The reality is companies are realizing that IT especially on the infrastructure side is becoming more of a utility than something that needs to be managed in-house. What needs to be managed in house is the DevOps portion and in the DevOps portion one would likely just dump the notion of physically administering the servers in favor of just managing virtual machines and smaller ones would be able to get away with just docker images reducing the need for specialized UNIX administrators and instead have more [eventually] dime-a-dozen docker configurators that are part of the DevOps teams.

jsharf · January 17, 2017, 6:15pm

I was thinking the same thing.

I have to imagine that they’re very different from desktop GPUs. Perhaps they’re custom-made GPUs with a better form factor for 1U servers.

mshappe · January 17, 2017, 6:46pm

Oh, I understand the reasons and even agree with most of them, but there are consequences, and one of them is the concentration we’ve both noticed. There are also, as you indirectly point out, a relatively few people who actually understand the magic of efficient transport logistics, because there are companies who specialise in it, and generally the people who work for those companies learn about it.

For those of us who need access to such services, this is a good thing–I know how to be a system administrator, but I’d just as soon focus on writing software and being able to just push that software out to some receptacle that’s ready to receive it and run it, and not worry about running that receptacle.

Jay_Koerner · January 17, 2017, 7:21pm

300w cards no, that would be near exclusive to 3-4u servers, but i have seen 1u servers with 4 single slot 150w(pcie alone allows 150w to be pulled through the slot) quadro/firepro cards, 2 in the back 2 in the front with a riserboard to connect them

Robert_Slaney · January 17, 2017, 10:32pm

Have you considered a water cooling solution instead of air. Then you could consolidate your radiators for the entire stack

Bense · January 18, 2017, 4:30am

I always wanted to do watercooling on a 1U.

I ran into a lot of this when I was playing with lots of BOINC projects. Inspired me to build this.

codinghorror · January 18, 2017, 12:03pm

I don’t think many (any?) SuperMicro server motherboard BIOSes implement the ability to undervolt?

If your server will be idle most of the time the low power states on Haswell and beyond are quite good, so undervolting won’t buy you much there. Under load, undervolting would help… but it would also require a lot of stability testing to verify that you are still stable under heavy loads with reduced voltage.

Which would be fine, if cloud prices and performance could get a bit closer to rack-it-yourself. There is more fuss, absolutely, but if you need super high performance, clouds are awful at this currently. (They are great at “spin me up a thousand of X”, if you can afford it, and if your stuff actually scales that way.)
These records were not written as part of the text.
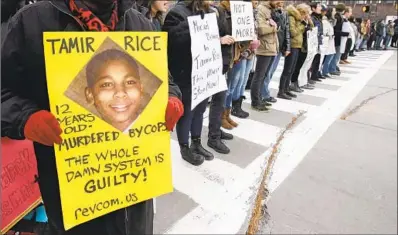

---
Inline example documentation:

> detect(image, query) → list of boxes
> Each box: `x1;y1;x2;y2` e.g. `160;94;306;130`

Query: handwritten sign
298;27;318;86
188;13;227;110
0;138;41;234
230;1;256;42
44;32;173;230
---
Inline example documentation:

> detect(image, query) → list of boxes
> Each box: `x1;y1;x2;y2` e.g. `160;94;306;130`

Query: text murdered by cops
44;32;173;230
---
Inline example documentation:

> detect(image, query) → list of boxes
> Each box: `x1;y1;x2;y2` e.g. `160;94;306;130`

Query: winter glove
24;110;62;146
166;96;184;131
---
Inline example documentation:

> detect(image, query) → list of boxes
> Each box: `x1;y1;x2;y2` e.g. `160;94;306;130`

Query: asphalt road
263;51;397;234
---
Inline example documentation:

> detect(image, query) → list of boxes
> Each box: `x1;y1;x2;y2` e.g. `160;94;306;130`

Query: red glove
166;96;184;131
24;110;62;146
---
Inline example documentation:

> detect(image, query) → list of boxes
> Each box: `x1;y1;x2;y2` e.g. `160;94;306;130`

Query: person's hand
166;96;184;131
269;19;278;28
24;110;62;146
220;35;235;45
250;39;260;51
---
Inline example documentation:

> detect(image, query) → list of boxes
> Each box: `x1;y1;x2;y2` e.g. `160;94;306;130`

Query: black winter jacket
271;10;291;53
1;0;179;235
162;1;230;88
311;13;323;47
334;13;350;47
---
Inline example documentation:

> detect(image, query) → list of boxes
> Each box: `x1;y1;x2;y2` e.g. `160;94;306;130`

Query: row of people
2;0;376;235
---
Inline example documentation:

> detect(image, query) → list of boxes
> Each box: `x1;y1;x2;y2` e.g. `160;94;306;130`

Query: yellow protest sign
44;32;173;230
In a 1U server? Has anyone ever done that, and what would it look like? I’m not aware of any water cooling in 1U servers.
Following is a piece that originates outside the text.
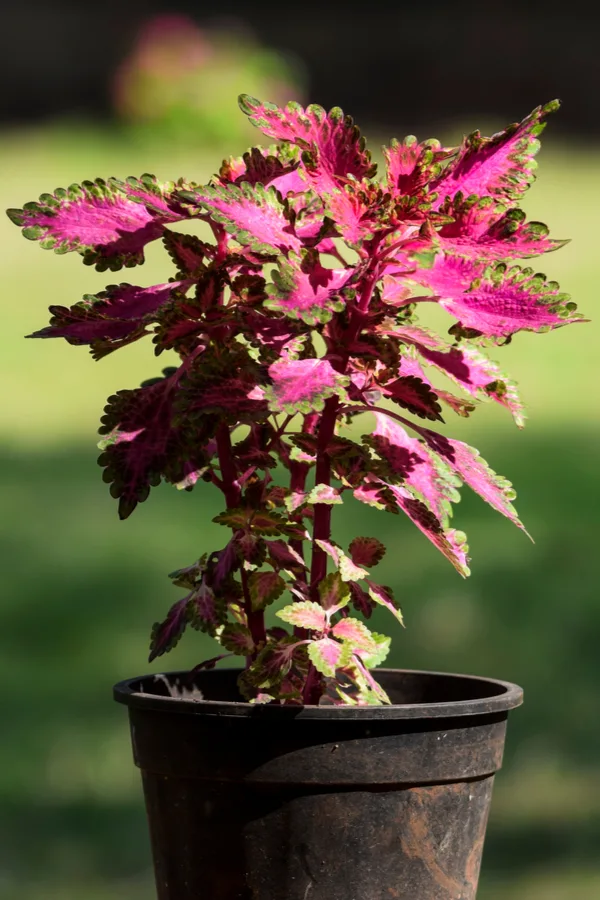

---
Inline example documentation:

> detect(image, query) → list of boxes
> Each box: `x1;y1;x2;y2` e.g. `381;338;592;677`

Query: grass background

codinghorror · January 18, 2017, 12:08pm

Aha @thw0rted I found a video of the Dell C4130 Nick referenced. Here’s the layout.

It’s SUUUUPER long (deep?), so it can indeed accommodate up to four full size GPUs and two CPUs!

Dell put up a bunch of videos about it, if you want to see more: https://www.youtube.com/results?search_query=dell+poweredge+c4130

ralphtice · January 18, 2017, 3:37pm

I can’t get past your premise that your workload is better suited to fewer cores of higher clock speed. You linked to discourse.org, which is a Rails application. The only piece of application architecture that would benefit from clock speed is Redis, but that shouldn’t be where your main bottleneck is anyway.

So what point are you trying to make regarding clock speed and your workload?